The ST‐seq data was bioinformatically processed using the R package Seurat (version 3.2.0). In brief, default values were used for normalization (“SCTransform”), dimensionality reduction (“RunPCA”), graph‐based clustering (“FindNeighbors” and “FindClusters” algorithms), UMAP visualization, and DEGs analysis. Cell2location with the default parameters to determine the cell‐type composition of each spot was used.^{[ 64 ]} The model basis was initialized using all markers, and unit variance normalization was performed.
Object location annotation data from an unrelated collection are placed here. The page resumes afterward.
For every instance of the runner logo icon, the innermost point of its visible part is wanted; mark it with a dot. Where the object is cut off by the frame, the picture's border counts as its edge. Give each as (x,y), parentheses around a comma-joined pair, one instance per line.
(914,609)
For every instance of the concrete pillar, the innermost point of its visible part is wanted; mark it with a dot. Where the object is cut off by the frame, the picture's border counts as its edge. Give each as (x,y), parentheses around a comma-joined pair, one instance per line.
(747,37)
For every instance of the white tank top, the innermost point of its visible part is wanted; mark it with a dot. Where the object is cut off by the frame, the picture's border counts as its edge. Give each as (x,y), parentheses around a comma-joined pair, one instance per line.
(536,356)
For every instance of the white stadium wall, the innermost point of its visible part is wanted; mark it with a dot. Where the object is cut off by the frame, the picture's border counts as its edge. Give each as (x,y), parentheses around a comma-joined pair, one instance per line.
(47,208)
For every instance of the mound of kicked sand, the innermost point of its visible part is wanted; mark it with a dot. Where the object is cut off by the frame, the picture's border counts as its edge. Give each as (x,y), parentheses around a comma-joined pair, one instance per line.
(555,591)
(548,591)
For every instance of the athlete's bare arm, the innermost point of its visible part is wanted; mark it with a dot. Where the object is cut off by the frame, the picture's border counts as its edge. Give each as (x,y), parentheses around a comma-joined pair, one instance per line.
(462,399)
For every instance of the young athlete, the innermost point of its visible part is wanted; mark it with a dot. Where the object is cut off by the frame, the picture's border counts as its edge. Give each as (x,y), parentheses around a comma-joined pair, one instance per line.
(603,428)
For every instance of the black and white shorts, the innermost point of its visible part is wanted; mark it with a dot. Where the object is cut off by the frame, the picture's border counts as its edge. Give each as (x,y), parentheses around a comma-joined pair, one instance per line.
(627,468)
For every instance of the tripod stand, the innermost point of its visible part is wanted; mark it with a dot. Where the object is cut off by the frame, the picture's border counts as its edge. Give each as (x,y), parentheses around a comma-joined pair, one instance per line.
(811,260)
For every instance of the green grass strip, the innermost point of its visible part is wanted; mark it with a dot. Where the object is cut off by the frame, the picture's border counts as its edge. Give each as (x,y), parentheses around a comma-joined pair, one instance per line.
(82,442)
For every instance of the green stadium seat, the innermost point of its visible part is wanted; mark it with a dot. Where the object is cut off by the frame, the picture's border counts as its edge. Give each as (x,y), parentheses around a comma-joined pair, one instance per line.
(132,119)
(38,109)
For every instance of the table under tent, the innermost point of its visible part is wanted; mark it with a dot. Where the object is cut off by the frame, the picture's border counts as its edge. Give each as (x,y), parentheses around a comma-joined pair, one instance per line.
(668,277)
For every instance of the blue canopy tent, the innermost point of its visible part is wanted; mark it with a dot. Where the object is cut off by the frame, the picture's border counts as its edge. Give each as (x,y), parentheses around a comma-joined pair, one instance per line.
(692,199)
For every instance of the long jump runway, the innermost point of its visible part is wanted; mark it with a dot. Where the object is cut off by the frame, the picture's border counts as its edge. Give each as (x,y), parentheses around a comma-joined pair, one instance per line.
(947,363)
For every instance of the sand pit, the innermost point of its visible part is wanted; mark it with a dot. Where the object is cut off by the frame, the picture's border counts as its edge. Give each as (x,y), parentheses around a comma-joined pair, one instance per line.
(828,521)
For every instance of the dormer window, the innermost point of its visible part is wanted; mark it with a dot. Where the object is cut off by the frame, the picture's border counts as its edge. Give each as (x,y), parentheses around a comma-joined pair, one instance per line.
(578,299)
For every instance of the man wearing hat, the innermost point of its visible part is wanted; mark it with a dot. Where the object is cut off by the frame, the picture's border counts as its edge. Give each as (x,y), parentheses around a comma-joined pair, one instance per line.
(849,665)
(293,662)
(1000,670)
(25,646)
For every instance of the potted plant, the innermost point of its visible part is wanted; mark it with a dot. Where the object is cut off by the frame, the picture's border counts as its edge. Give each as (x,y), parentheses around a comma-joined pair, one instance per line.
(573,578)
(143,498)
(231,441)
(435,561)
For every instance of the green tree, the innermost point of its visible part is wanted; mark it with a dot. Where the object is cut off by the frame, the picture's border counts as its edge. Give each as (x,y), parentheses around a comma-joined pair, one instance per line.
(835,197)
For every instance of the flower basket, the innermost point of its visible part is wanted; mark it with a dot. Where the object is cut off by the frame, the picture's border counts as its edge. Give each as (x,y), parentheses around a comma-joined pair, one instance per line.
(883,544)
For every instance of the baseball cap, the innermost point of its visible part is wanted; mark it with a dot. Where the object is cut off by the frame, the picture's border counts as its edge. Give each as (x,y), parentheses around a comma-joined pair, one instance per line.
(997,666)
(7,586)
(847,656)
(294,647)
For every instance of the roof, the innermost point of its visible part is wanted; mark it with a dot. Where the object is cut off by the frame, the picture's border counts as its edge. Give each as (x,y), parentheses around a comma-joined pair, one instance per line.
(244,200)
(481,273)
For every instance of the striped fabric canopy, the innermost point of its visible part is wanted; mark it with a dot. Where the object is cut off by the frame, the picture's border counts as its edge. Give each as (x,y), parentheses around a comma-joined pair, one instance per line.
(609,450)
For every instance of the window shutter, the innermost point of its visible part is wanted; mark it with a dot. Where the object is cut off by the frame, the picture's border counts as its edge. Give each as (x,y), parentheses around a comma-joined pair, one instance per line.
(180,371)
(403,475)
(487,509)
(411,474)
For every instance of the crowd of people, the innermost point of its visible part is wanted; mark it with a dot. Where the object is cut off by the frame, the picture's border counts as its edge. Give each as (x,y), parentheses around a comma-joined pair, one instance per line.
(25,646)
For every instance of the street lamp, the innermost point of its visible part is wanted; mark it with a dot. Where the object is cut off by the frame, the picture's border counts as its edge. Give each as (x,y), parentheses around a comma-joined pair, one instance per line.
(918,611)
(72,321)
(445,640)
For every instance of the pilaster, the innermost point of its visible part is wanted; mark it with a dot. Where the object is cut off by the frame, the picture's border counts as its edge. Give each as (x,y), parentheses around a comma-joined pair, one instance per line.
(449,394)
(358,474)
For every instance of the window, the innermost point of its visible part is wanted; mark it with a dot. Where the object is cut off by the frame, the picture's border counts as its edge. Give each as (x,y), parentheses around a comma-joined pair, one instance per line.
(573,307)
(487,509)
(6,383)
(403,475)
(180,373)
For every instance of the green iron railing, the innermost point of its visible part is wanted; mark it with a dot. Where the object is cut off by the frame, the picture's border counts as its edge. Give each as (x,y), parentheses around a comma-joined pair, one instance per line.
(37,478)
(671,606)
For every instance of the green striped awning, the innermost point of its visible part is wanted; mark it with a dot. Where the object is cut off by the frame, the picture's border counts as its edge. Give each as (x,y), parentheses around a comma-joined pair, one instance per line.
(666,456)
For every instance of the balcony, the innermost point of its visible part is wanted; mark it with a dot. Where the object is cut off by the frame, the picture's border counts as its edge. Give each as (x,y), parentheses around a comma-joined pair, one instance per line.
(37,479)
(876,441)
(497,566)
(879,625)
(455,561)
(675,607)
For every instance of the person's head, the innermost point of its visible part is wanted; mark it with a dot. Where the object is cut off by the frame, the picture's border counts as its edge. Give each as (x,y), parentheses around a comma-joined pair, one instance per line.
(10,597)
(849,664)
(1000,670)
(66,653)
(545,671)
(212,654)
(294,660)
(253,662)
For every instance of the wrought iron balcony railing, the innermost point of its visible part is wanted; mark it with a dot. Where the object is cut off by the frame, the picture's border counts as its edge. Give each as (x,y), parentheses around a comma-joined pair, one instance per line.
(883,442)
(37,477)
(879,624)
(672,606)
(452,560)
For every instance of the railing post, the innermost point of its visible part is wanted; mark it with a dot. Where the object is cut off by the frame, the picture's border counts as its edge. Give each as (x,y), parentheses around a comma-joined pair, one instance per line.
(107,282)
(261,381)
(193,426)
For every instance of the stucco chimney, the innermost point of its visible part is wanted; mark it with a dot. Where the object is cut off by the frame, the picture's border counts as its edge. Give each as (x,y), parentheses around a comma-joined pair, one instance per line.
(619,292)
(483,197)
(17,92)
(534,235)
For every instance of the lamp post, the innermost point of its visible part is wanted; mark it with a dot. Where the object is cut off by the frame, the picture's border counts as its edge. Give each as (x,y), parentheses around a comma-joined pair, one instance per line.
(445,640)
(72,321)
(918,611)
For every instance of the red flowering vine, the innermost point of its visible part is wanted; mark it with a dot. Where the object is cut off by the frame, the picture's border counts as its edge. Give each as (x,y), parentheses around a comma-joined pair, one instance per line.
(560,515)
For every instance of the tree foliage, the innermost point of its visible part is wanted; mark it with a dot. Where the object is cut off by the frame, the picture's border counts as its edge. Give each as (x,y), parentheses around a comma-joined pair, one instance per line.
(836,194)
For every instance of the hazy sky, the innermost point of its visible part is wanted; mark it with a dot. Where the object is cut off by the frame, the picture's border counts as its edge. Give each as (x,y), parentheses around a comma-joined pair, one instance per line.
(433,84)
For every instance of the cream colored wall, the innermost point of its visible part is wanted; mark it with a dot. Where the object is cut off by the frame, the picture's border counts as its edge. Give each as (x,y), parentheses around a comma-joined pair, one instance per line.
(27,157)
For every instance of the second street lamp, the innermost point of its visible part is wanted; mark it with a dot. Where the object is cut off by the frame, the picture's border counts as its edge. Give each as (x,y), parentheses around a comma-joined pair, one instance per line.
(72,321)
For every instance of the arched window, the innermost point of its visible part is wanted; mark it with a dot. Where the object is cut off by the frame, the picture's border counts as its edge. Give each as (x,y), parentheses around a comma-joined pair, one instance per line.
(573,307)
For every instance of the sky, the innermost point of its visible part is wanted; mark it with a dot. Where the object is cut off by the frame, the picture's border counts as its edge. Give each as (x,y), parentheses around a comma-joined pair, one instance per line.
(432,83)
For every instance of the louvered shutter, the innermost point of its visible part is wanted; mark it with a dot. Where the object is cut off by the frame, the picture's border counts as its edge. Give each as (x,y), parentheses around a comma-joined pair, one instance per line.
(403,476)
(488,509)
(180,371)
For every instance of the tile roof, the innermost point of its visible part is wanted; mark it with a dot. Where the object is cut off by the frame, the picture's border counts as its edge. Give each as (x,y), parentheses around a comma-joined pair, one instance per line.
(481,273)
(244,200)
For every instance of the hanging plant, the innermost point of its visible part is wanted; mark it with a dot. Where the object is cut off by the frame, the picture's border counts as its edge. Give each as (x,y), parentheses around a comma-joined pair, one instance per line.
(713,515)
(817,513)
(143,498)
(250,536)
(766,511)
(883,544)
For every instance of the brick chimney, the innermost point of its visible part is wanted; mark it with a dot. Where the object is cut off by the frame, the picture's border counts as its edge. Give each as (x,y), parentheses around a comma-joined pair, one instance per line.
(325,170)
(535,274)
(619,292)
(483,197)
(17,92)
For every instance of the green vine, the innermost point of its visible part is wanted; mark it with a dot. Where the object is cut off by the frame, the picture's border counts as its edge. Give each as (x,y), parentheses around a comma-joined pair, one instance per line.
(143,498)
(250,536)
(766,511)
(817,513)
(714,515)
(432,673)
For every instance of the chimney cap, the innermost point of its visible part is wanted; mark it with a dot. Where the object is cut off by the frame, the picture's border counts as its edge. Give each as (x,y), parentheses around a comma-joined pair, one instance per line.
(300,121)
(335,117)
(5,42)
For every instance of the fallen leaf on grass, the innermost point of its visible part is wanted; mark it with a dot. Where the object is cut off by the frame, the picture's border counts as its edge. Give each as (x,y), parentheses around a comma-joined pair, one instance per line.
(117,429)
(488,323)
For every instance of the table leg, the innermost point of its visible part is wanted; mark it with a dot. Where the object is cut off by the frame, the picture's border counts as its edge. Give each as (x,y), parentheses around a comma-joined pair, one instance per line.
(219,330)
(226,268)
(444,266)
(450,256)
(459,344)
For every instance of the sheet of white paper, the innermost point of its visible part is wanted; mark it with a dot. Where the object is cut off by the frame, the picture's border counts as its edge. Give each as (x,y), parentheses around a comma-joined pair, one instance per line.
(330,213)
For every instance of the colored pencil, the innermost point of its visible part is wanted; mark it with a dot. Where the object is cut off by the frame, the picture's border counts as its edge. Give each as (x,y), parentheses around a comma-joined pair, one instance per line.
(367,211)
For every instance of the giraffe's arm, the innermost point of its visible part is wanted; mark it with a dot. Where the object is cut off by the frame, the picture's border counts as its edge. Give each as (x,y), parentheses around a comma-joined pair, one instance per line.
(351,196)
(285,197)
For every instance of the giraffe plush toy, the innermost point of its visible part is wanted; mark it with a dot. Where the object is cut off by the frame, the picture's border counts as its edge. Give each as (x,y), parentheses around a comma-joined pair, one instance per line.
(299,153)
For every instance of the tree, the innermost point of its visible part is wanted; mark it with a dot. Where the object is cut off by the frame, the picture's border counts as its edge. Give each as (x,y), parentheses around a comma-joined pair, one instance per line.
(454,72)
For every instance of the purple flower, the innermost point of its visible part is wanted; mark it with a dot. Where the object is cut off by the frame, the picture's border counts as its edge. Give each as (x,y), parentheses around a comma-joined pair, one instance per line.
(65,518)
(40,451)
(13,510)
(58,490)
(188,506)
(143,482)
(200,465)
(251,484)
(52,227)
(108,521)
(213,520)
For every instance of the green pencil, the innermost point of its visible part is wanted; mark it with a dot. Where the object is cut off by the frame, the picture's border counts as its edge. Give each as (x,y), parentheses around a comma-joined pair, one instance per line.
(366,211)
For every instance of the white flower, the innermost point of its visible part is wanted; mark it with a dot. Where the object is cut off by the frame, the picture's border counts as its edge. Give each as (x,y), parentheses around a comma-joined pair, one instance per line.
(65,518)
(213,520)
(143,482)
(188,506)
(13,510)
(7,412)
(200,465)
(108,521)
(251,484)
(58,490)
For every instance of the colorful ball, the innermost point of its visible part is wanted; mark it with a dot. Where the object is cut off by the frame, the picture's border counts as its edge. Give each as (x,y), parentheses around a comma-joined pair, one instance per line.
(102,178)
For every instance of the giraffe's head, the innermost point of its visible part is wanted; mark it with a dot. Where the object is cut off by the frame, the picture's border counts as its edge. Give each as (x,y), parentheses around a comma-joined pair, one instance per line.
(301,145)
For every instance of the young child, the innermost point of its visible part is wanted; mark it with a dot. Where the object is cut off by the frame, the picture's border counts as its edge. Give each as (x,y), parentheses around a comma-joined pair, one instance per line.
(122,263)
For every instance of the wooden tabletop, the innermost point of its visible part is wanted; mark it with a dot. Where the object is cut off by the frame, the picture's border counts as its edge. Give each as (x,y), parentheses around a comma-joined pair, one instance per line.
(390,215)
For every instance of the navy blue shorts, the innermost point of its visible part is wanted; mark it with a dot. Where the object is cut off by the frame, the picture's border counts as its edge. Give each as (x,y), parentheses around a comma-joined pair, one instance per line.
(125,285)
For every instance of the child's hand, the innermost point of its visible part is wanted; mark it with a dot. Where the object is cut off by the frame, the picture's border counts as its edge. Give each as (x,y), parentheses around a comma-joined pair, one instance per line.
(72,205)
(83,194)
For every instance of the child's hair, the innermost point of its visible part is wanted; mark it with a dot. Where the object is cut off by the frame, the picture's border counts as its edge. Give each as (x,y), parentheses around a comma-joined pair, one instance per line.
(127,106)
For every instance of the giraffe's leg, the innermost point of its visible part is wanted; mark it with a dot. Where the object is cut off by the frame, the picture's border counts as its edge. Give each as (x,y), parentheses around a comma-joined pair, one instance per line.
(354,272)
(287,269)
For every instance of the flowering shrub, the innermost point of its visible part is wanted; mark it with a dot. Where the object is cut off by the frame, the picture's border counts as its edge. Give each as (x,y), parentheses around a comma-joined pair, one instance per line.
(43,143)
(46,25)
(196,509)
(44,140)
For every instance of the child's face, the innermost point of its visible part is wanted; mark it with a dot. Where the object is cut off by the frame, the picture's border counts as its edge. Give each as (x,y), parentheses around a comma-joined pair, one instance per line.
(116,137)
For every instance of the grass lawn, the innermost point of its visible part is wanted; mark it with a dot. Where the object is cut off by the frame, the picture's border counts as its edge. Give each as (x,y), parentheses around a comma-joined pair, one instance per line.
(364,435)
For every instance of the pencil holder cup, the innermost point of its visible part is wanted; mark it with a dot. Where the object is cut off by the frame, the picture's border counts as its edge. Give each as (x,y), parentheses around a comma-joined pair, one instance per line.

MistyR (v1.2.1) was used to investigate the relationships between tissue organization and the spatial distribution of macrophages and other cells. The abundances of cell types determined with cell2location were used as predictors. To account only for the impacts of cell state activation, predictor cell state scores were masked to 0 whenever their score was less than 0.

mIHC

All the Formalin‐fixed and paraffin‐embedded (FFPE) tissues used within the experimental operation were sectioned as slides of 4 µm thickness. The slides were deparaffinized in xylene for 30 min and rehydrated in absolute ethyl alcohol for 5 min (twice), 95% ethyl alcohol for 5 min, and 75% ethyl alcohol for 2 min sequentially. Wash the slides with distilled water 3 times. A microwave oven was used for heat‐induced epitope retrieval, and during epitope retrieval, the slides were immersed in boiling EDTA buffer (ZLI‐9079, zsbio, Beijing, China) for 15 min. Antibody Diluent/Block from Alpha X Bio was used for blocking. The mIHC experiments were performed by AlphaXPainter X30 (Alpha X Bio, Beijing, China). Primary antibodies for anti‐Igf1 (1:500, Abcam), anti‐Igf1r (1:200, Abcam), anti‐α‐SMA (1:500, Abcam), and anti‐CD68 (1:200, GB113109, Servicebio) were utilized on mice kidneys. 2–3 experienced pathologists assessed each part. All the primary antibodies were incubated for 1 h at 37 °C. Then slides were incubated with Alpha X Ploymer HRP Ms+Rb (Alpha X Bio, Beijing, China) for 10 min at 37 °C. Alpha X 7‐Color IHC Kit (AXT37100031, Alpha X Bio, Beijing, China) was used for visualization. After each staining cycle, heat‐induced epitope retrieval was performed to remove all the antibodies including primary & secondary antibodies. The slides were counter‐stained with DAPI for 5 min and enclosed in Antifade Mounting Medium (I0052; NobleRyder, Beijing, China). ZEISS AXIOSCAN 7 was used to scan multispectral pictures. Halo (v.3.4; Indica Labs) or QuPath (v.0.2.0) were used to count cells of interest.

Conflict of Interest

The authors declare no conflict of interest.

Author Contributions

Y.‐L.Z., T.‐T.T., and B.W. contributed equally to this work. Y.‐L.Z., T.‐T.T., and B.W. conceptualized and designed the experiments, interpreted experimental results, and wrote the manuscript, with contributions from all authors; Y.‐L.Z. conducted most of the experiments, with help from Y.W., Y.F., Q.Y., W.J., Y.Z., Z.‐L.L., M.W., Q.‐L.W., and J.S.; W.J. carried out animal experiments; S.D.C., H.‐Y.L., L.‐L.L., and B.‐C.L. conceptualized the study, provided supervision, interpreted all results, and wrote the manuscript. All authors read and approved the final paper.

Supporting information

Supporting Information

Zhang Y.‐L., Tang T.‐T., Wang B., Wen Y., Feng Y., Yin Q., Jiang W., Zhang Y., Li Z.‐L., Wu M., Wu Q.‐L., Song J., Crowley S. D., Lan H.‐Y., Lv L.‐L., Liu B.‐C., Identification of a Novel ECM Remodeling Macrophage Subset in AKI to CKD Transition by Integrative Spatial and Single‐Cell Analysis. Adv. Sci. 2024, 11, 2309752. 10.1002/advs.202309752

Data Availability Statement

The data that support the findings of this study are available from the corresponding author upon reasonable request.